Psoriasis appears as reddish patches of skin covered with silvery scales that tend to itch and hurt. Psoriasis occurs when the immune system becomes overactive and causes certain areas of skin to produce new cells more rapidly than usual.  This causes the thick, scaly build-up seen in psoriasis plaques. It can appear almost anywhere on the body. Psoriasis patches vary in size from person to person. They can range from small spots to patches that cover large areas of skin.

The most common type is Plaque psoriasis. This is marked by patches on the trunk and limbs, especially the elbows and knees, and on the scalp.

Inverse psoriasis affects skin under the arm, around the groin and buttocks, or under the breast. The red patches may be moist rather than scaling.

Pustular psoriasis has small pustules spread over the body.

Guttate psoriasis causes teardrop-sized patches.

Psoriasis is not a contagious disease and does not spread through touch. Men are more likely to suffer from psoriasis than women. People with psoriasis may feel self-conscious or embarrassed about the way their skin looks and hesitate to socialize.

It is difficult to completely cure psoriasis. What we can try is to manage and avoid flare ups. At times, psoriasis stays away for months or even years, and then reappears. The condition can be brought under control if we pay a little attention to our diet.
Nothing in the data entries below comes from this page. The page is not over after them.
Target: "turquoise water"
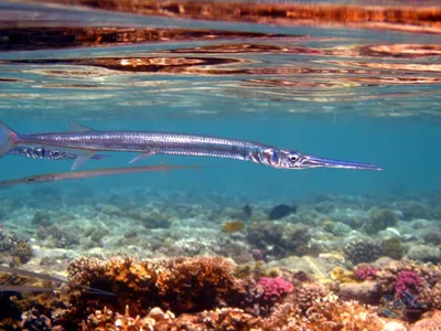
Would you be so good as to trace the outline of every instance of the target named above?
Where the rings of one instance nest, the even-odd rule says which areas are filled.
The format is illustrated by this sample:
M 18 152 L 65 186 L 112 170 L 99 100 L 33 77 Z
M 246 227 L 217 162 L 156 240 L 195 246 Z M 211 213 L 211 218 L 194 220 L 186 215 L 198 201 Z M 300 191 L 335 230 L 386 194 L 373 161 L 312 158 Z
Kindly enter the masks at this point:
M 96 30 L 87 28 L 97 26 L 181 29 L 181 39 L 116 45 L 108 35 L 90 38 Z M 169 329 L 182 318 L 185 330 L 192 323 L 204 327 L 189 330 L 208 330 L 217 317 L 222 330 L 234 330 L 227 323 L 248 330 L 252 316 L 256 325 L 267 325 L 252 330 L 271 331 L 306 322 L 310 329 L 301 330 L 362 330 L 370 322 L 363 330 L 380 330 L 373 327 L 379 316 L 381 323 L 391 316 L 413 323 L 440 309 L 441 35 L 9 1 L 0 2 L 0 120 L 19 134 L 65 131 L 76 121 L 99 130 L 258 141 L 383 168 L 278 170 L 152 156 L 136 166 L 202 167 L 8 188 L 0 182 L 0 265 L 115 295 L 74 291 L 71 284 L 63 298 L 33 300 L 33 291 L 4 290 L 22 282 L 0 273 L 0 324 L 8 330 L 51 323 L 97 330 L 90 313 L 100 316 L 105 307 L 120 313 L 101 321 L 106 328 L 130 320 L 130 306 L 132 317 L 170 309 L 176 319 L 157 311 L 146 321 Z M 51 46 L 49 39 L 67 28 L 80 38 L 71 31 L 63 45 Z M 49 39 L 37 42 L 42 34 Z M 79 170 L 130 167 L 136 156 L 101 153 L 111 158 Z M 0 181 L 69 172 L 71 166 L 4 156 Z M 150 258 L 159 261 L 140 261 Z M 265 286 L 271 281 L 284 290 Z M 269 292 L 276 299 L 267 300 Z M 398 305 L 402 293 L 422 308 Z M 367 313 L 365 305 L 378 310 Z
M 25 7 L 18 8 L 15 14 L 22 13 L 25 20 L 29 14 L 23 10 Z M 191 26 L 286 36 L 2 52 L 0 77 L 4 81 L 0 85 L 0 116 L 19 132 L 65 130 L 68 120 L 76 120 L 103 130 L 181 131 L 255 140 L 316 156 L 378 163 L 384 168 L 383 172 L 335 169 L 281 171 L 232 160 L 155 156 L 140 164 L 166 162 L 220 167 L 197 172 L 174 172 L 166 177 L 146 173 L 101 178 L 75 185 L 94 183 L 96 190 L 141 185 L 165 191 L 216 191 L 275 201 L 311 194 L 412 194 L 430 192 L 440 185 L 440 90 L 437 77 L 441 55 L 409 58 L 407 55 L 410 53 L 404 52 L 401 56 L 336 56 L 316 55 L 311 51 L 352 50 L 364 45 L 435 45 L 440 42 L 437 35 L 190 22 L 57 9 L 46 10 L 44 14 L 41 12 L 39 20 L 45 25 L 60 25 L 65 18 L 68 25 L 75 22 L 78 26 Z M 276 51 L 192 53 L 194 47 L 238 44 L 266 45 Z M 187 51 L 178 53 L 176 50 Z M 196 74 L 172 74 L 125 72 L 80 63 L 128 56 L 218 57 L 229 58 L 233 64 L 212 66 L 224 72 L 206 75 L 203 70 L 211 68 L 209 65 L 201 66 Z M 54 60 L 56 62 L 52 62 Z M 369 67 L 372 64 L 376 67 Z M 387 64 L 408 67 L 378 68 Z M 438 67 L 421 70 L 410 67 L 411 64 Z M 254 70 L 257 72 L 254 73 Z M 291 85 L 271 85 L 263 79 L 284 81 Z M 411 79 L 422 83 L 411 84 Z M 131 158 L 131 154 L 118 153 L 111 160 L 88 162 L 83 169 L 122 167 Z M 18 157 L 4 157 L 0 159 L 0 164 L 3 180 L 68 171 L 71 167 L 68 161 Z M 44 185 L 63 188 L 71 183 Z

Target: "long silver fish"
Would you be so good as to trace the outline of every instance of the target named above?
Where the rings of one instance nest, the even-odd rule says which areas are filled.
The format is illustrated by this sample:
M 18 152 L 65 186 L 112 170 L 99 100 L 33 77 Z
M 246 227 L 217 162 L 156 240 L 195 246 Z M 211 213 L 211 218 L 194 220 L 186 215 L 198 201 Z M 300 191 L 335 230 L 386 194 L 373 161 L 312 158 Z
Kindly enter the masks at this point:
M 98 131 L 69 122 L 67 132 L 19 135 L 0 122 L 0 157 L 18 145 L 56 147 L 78 154 L 72 169 L 93 158 L 97 151 L 140 152 L 130 163 L 152 154 L 176 154 L 236 159 L 277 169 L 343 168 L 381 170 L 376 164 L 306 156 L 299 151 L 252 141 L 202 135 L 153 131 Z
M 9 156 L 19 156 L 37 160 L 75 160 L 78 156 L 60 150 L 52 150 L 47 148 L 17 146 L 8 152 Z M 93 159 L 101 160 L 110 158 L 110 156 L 95 154 Z
M 0 181 L 0 188 L 8 188 L 19 184 L 78 180 L 78 179 L 121 174 L 121 173 L 160 172 L 160 171 L 172 171 L 179 169 L 198 169 L 198 168 L 214 168 L 214 167 L 216 166 L 201 166 L 201 167 L 200 166 L 141 166 L 141 167 L 121 167 L 121 168 L 106 168 L 106 169 L 94 169 L 84 171 L 45 173 L 45 174 L 28 175 L 14 180 Z

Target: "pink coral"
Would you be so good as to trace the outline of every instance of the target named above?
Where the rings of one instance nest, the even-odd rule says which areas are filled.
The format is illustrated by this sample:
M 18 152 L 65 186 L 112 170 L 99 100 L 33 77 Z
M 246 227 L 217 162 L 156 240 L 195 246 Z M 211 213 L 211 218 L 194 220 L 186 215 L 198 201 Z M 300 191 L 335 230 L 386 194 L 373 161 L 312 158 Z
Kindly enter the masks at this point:
M 402 270 L 397 275 L 397 282 L 395 284 L 395 291 L 398 293 L 419 290 L 422 285 L 421 276 L 415 271 Z
M 355 278 L 358 280 L 372 280 L 376 277 L 378 268 L 370 265 L 361 265 L 358 266 L 354 274 Z
M 265 301 L 279 301 L 280 298 L 294 290 L 294 286 L 282 277 L 262 277 L 257 282 L 257 287 L 262 289 Z

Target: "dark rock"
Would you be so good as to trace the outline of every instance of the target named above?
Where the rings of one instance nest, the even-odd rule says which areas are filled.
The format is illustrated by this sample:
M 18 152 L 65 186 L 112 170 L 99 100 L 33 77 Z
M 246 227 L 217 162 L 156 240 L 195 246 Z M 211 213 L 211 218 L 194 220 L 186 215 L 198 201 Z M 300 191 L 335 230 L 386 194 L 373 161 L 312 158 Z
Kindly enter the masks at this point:
M 290 206 L 288 204 L 279 204 L 275 206 L 269 213 L 269 220 L 280 220 L 283 218 L 292 213 L 297 213 L 297 205 Z

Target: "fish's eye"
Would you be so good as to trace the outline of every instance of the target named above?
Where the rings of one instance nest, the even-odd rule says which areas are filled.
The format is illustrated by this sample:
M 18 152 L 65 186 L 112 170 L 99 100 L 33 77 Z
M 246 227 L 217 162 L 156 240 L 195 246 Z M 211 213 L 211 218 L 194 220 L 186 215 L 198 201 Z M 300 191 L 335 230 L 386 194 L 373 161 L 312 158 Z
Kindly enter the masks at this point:
M 297 160 L 299 160 L 299 156 L 298 154 L 292 154 L 290 156 L 291 161 L 295 162 Z

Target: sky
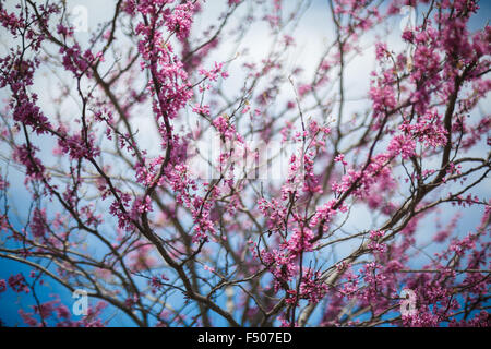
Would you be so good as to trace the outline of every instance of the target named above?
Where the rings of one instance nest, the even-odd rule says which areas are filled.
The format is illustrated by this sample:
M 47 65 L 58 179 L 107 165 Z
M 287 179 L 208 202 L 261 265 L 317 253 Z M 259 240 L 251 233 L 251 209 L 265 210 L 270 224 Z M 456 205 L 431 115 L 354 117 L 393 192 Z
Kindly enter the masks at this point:
M 13 5 L 16 3 L 14 0 L 8 0 L 8 4 Z M 216 17 L 218 13 L 224 9 L 223 3 L 225 1 L 211 1 L 208 0 L 205 4 L 205 15 L 201 16 L 200 20 L 194 23 L 193 31 L 200 31 L 200 28 L 206 27 L 209 25 L 209 19 Z M 69 9 L 73 9 L 77 5 L 83 5 L 85 9 L 87 9 L 87 20 L 88 20 L 88 27 L 92 28 L 96 26 L 98 23 L 103 21 L 107 21 L 110 19 L 112 13 L 112 3 L 111 1 L 100 1 L 100 0 L 69 0 L 68 1 Z M 478 14 L 475 15 L 470 22 L 470 29 L 477 29 L 480 27 L 483 27 L 490 19 L 491 14 L 491 1 L 481 1 L 480 3 L 481 9 L 479 10 Z M 395 17 L 392 23 L 388 23 L 388 26 L 385 28 L 382 28 L 379 34 L 383 37 L 383 39 L 388 44 L 390 47 L 394 47 L 395 49 L 404 47 L 404 43 L 400 40 L 400 29 L 399 29 L 399 21 L 403 19 Z M 254 25 L 249 31 L 249 34 L 244 38 L 242 45 L 250 47 L 248 59 L 250 58 L 256 58 L 258 60 L 264 57 L 264 53 L 268 49 L 268 43 L 271 41 L 271 38 L 264 35 L 265 31 L 265 24 L 262 25 Z M 85 33 L 77 33 L 77 38 L 81 40 L 81 43 L 86 43 L 88 36 Z M 326 40 L 332 39 L 334 33 L 333 33 L 333 23 L 330 20 L 330 11 L 327 7 L 327 1 L 322 0 L 314 0 L 312 1 L 310 8 L 306 12 L 302 21 L 300 22 L 296 33 L 295 37 L 298 43 L 295 50 L 290 53 L 290 57 L 288 59 L 291 67 L 295 67 L 297 64 L 301 64 L 302 67 L 306 67 L 304 74 L 308 75 L 309 73 L 312 73 L 313 67 L 316 64 L 316 58 L 320 55 L 320 51 L 322 50 L 322 47 L 324 46 L 324 43 Z M 369 74 L 368 72 L 375 69 L 375 60 L 374 60 L 374 50 L 373 50 L 373 36 L 367 36 L 362 38 L 362 46 L 366 46 L 367 49 L 362 52 L 362 55 L 357 56 L 351 63 L 348 65 L 346 71 L 346 92 L 348 99 L 352 99 L 352 101 L 348 103 L 345 109 L 346 115 L 350 115 L 357 110 L 359 110 L 360 106 L 363 106 L 367 104 L 366 100 L 362 98 L 366 96 L 366 93 L 369 87 Z M 0 39 L 0 55 L 4 53 L 4 50 L 7 47 L 9 47 L 9 44 L 11 43 L 10 37 L 3 36 Z M 254 44 L 254 45 L 251 45 Z M 232 43 L 230 45 L 224 45 L 223 49 L 215 51 L 212 57 L 209 58 L 209 61 L 213 60 L 223 60 L 223 57 L 233 57 L 235 51 L 240 51 L 237 49 Z M 221 59 L 220 59 L 221 58 Z M 311 69 L 310 69 L 311 68 Z M 310 69 L 310 71 L 309 71 Z M 235 63 L 232 62 L 230 64 L 230 74 L 233 74 L 233 71 L 239 74 L 240 72 L 240 64 L 239 62 Z M 56 106 L 52 106 L 49 101 L 51 97 L 51 91 L 53 88 L 57 88 L 56 81 L 57 77 L 53 76 L 49 71 L 40 72 L 43 74 L 43 79 L 38 79 L 36 81 L 36 84 L 34 86 L 35 89 L 39 92 L 39 104 L 41 105 L 43 109 L 49 113 L 50 110 L 55 110 L 53 108 Z M 237 89 L 240 87 L 241 81 L 240 79 L 235 80 L 228 80 L 226 82 L 226 87 L 230 91 Z M 4 98 L 5 94 L 4 92 L 0 91 L 0 98 Z M 482 100 L 480 103 L 483 110 L 491 110 L 491 99 L 488 96 L 486 100 Z M 63 108 L 65 112 L 69 112 L 72 108 L 75 108 L 76 106 L 73 103 L 67 101 L 63 105 Z M 132 120 L 132 123 L 139 128 L 141 136 L 141 141 L 148 149 L 152 149 L 152 147 L 155 148 L 154 142 L 153 142 L 153 134 L 155 134 L 155 128 L 153 127 L 153 123 L 145 122 L 143 118 L 134 118 Z M 46 149 L 52 148 L 52 144 L 49 144 L 49 141 L 43 141 L 46 142 Z M 146 143 L 145 143 L 146 142 Z M 4 174 L 4 171 L 7 170 L 5 167 L 5 158 L 4 158 L 5 149 L 2 148 L 0 145 L 0 172 L 2 176 Z M 49 159 L 50 153 L 48 151 L 45 151 L 44 154 L 41 154 L 43 157 L 46 157 Z M 23 218 L 25 219 L 25 212 L 27 210 L 28 204 L 29 204 L 29 194 L 25 191 L 23 185 L 23 178 L 22 176 L 17 176 L 19 173 L 15 172 L 14 167 L 10 167 L 9 169 L 9 179 L 11 181 L 11 196 L 10 201 L 13 204 L 12 206 L 16 208 L 16 213 L 20 216 L 20 221 L 17 221 L 19 227 L 21 226 L 21 221 Z M 488 193 L 488 197 L 491 197 L 491 186 L 489 181 L 484 182 L 481 188 L 481 191 L 484 191 L 484 193 Z M 53 210 L 56 207 L 52 207 Z M 442 220 L 447 220 L 451 217 L 455 215 L 455 213 L 458 210 L 458 208 L 450 208 L 443 212 L 442 214 Z M 369 219 L 370 214 L 368 209 L 359 209 L 357 212 L 357 220 L 354 220 L 350 222 L 354 228 L 357 227 L 358 224 L 362 222 L 364 224 L 366 220 Z M 459 221 L 459 230 L 463 231 L 463 233 L 466 233 L 469 230 L 472 230 L 476 227 L 476 222 L 479 221 L 481 216 L 481 212 L 479 209 L 470 210 L 469 213 L 466 213 L 466 217 Z M 12 216 L 12 219 L 15 219 Z M 430 227 L 430 225 L 429 225 Z M 432 229 L 432 228 L 430 228 Z M 421 229 L 419 232 L 424 238 L 424 234 L 427 233 L 424 229 Z M 350 242 L 347 243 L 345 246 L 342 248 L 339 251 L 339 256 L 343 256 L 343 253 L 348 253 L 351 248 L 354 246 L 354 243 L 357 242 Z M 24 273 L 25 275 L 28 275 L 29 268 L 21 265 L 20 263 L 12 262 L 12 261 L 5 261 L 0 260 L 0 279 L 8 278 L 13 273 Z M 43 291 L 40 294 L 40 298 L 44 300 L 49 300 L 50 294 L 58 294 L 60 297 L 60 300 L 63 304 L 69 306 L 71 309 L 71 305 L 73 304 L 73 299 L 71 297 L 71 293 L 60 287 L 56 284 L 56 281 L 48 281 L 47 290 Z M 91 300 L 93 302 L 93 300 Z M 24 310 L 27 310 L 27 304 L 32 304 L 33 301 L 29 299 L 29 297 L 23 297 L 20 299 L 15 293 L 13 293 L 11 290 L 8 290 L 4 293 L 0 294 L 0 318 L 7 324 L 7 325 L 20 325 L 22 326 L 22 320 L 19 316 L 19 308 L 23 308 Z M 105 313 L 105 316 L 107 318 L 112 318 L 110 322 L 110 325 L 112 326 L 131 326 L 133 325 L 130 320 L 128 320 L 124 315 L 121 314 L 113 314 L 111 313 L 112 310 L 108 310 Z M 76 317 L 75 317 L 76 318 Z M 221 324 L 220 321 L 217 318 L 217 324 Z M 221 324 L 225 325 L 225 324 Z

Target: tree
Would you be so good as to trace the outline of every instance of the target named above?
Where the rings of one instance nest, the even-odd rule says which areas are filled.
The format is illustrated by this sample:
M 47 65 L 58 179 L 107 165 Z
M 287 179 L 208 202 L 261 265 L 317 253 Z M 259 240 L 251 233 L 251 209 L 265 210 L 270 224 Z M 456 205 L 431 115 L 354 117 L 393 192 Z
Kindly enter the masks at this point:
M 0 4 L 0 258 L 32 268 L 0 292 L 26 324 L 490 325 L 477 1 L 323 2 L 313 65 L 289 57 L 311 1 L 118 0 L 85 34 L 65 1 Z

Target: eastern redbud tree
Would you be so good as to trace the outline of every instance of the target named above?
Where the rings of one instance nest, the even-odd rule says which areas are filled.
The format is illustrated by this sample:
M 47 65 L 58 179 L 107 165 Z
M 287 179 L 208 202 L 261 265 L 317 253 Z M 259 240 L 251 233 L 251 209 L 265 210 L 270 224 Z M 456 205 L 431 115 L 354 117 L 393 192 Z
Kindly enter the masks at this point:
M 98 23 L 70 7 L 0 2 L 0 309 L 490 325 L 478 1 L 115 0 Z M 301 32 L 312 8 L 322 43 Z M 86 294 L 84 316 L 53 287 Z

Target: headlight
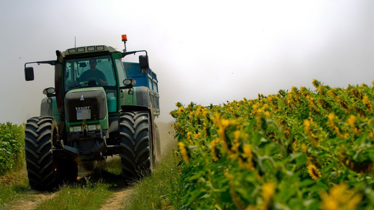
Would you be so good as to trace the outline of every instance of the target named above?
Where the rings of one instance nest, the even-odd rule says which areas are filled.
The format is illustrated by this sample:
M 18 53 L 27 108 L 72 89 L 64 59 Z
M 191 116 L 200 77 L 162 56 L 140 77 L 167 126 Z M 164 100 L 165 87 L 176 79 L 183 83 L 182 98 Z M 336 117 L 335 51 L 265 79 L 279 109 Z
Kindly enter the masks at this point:
M 88 125 L 88 130 L 96 130 L 96 125 Z
M 70 127 L 70 132 L 82 132 L 82 126 L 71 126 Z
M 88 128 L 89 131 L 91 131 L 91 130 L 100 130 L 101 129 L 101 125 L 100 124 L 88 125 Z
A Mediterranean diet, including fruits and vegetables, legumes, whole grains, fish, fruit, nuts, and extra-virgin olive oil is advisable to psoriasis patients.  Bear in mind the following and avoid flare ups

  • Prevent sunburn
  • Avoid insect bites
  • Avoid scratching skin
  • Moisturize skin every day
  •  Avoid heavy weight gain

Topical treatments including ointments, creams shampoos etc can soothe the uneasiness and irritation of skin. Phototherapy is also recommended for slowing skin growth and reducing inflammation. Phototherapy involves exposing the skin to ultraviolet light.